Data stream API rate limit throttles real-time event delivery with 429 Too Many Requests

Our real-time event delivery system is experiencing severe throttling due to API rate limits on the data-stream API. Devices are sending telemetry every 5 seconds, but we’re getting 429 Too Many Requests errors, causing event loss and delayed processing.

We have 150 devices reporting temperature, pressure, and vibration measurements. Each device sends 3 events per interval (one per measurement type), resulting in 450 events every 5 seconds (5400 events/minute). The API starts returning 429 after about 2-3 minutes of operation:

{"error": "Too Many Requests", "message": "Rate limit exceeded", "status": 429}

We’re using individual POST requests to /event/events for each measurement. Is there an API rate limit per tenant or per device? What’s the recommended approach for high-frequency telemetry - should we implement event batching, or adjust device reporting intervals? The current setup is causing data gaps in our real-time monitoring dashboard.

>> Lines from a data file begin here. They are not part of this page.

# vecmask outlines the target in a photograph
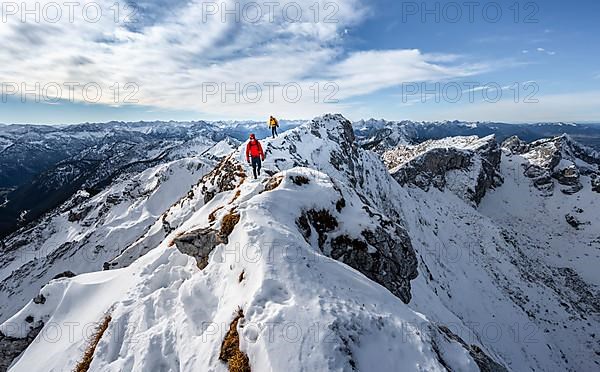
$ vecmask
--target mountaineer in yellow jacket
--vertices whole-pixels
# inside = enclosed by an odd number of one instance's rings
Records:
[[[271,115],[271,117],[269,117],[269,128],[271,128],[271,134],[273,135],[273,138],[279,135],[277,133],[277,127],[279,127],[279,122],[273,115]]]

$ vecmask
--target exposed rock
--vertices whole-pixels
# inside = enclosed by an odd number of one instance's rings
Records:
[[[600,176],[592,178],[592,191],[600,193]]]
[[[502,142],[502,148],[509,150],[512,154],[522,154],[527,151],[527,143],[517,136],[512,136]]]
[[[228,239],[219,231],[211,228],[203,228],[187,232],[173,240],[175,247],[188,256],[196,259],[199,269],[208,265],[210,252],[219,244],[227,244]]]
[[[365,230],[361,237],[336,236],[338,222],[327,210],[304,212],[296,223],[307,242],[311,231],[317,232],[324,254],[360,271],[403,302],[410,302],[410,281],[418,275],[417,259],[408,234],[400,226],[384,221],[385,226]]]
[[[244,168],[235,161],[233,155],[224,158],[201,180],[204,203],[208,203],[221,192],[235,189],[245,178]]]
[[[410,238],[401,229],[393,234],[379,228],[365,230],[362,238],[340,235],[333,238],[331,258],[357,269],[371,280],[386,287],[404,303],[411,299],[410,281],[418,275],[417,260]]]
[[[455,192],[479,204],[487,190],[499,186],[501,151],[493,136],[458,137],[399,146],[383,155],[392,176],[401,185],[425,191],[431,186]]]
[[[517,141],[518,145],[515,145]],[[508,143],[505,141],[503,147],[520,154],[526,160],[523,174],[531,178],[533,185],[544,195],[552,195],[554,180],[565,186],[560,188],[562,193],[578,193],[583,189],[582,175],[592,178],[594,188],[594,179],[600,174],[600,154],[580,145],[567,135],[526,145],[517,138]]]
[[[72,277],[74,277],[74,276],[77,276],[77,274],[75,274],[75,273],[74,273],[74,272],[72,272],[72,271],[68,271],[68,270],[67,270],[67,271],[63,271],[63,272],[62,272],[62,273],[60,273],[60,274],[57,274],[57,275],[56,275],[56,276],[54,276],[54,278],[52,278],[52,279],[60,279],[60,278],[72,278]]]
[[[40,293],[33,298],[33,303],[43,305],[46,303],[46,297],[44,297],[44,295]]]
[[[573,216],[571,213],[565,215],[565,220],[567,220],[567,223],[573,226],[576,230],[579,230],[580,226],[588,224],[581,222],[577,217]]]
[[[439,325],[438,329],[448,340],[453,340],[462,345],[462,347],[469,352],[469,355],[481,372],[508,372],[508,369],[504,367],[502,364],[496,362],[489,355],[487,355],[481,348],[477,345],[469,345],[467,344],[460,336],[453,333],[448,327],[444,325]]]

Comprehensive solution addressing all three focus areas:

API Rate Limits: Cumulocity enforces tenant-level rate limits:

  • Standard tier: ~100 requests/second
  • Enterprise tier: ~200 requests/second (configurable)
  • Limits are cumulative across ALL API operations (REST, MQTT processing, etc.)
  • 429 responses include Retry-After header indicating when to retry

Your current load:

  • 450 events / 5 seconds = 90 requests/second
  • Near threshold with zero margin for other operations
  • Bursts or concurrent operations easily exceed limits

Rate limits apply to:

  • REST API calls (POST, GET, PUT, DELETE)
  • MQTT messages processed by platform (each publish = 1 API operation)
  • Bulk operations (count as 1 request regardless of batch size)

Event Batching Strategy: Implement batching at multiple levels:

1. Device-Level Batching (MQTT SmartREST):


// SmartREST template for multi-measurement
211,temperature,25.5,pressure,101.3,vibration,0.05

Single MQTT publish sends 3 measurements = 1 API operation (vs 3 separate operations)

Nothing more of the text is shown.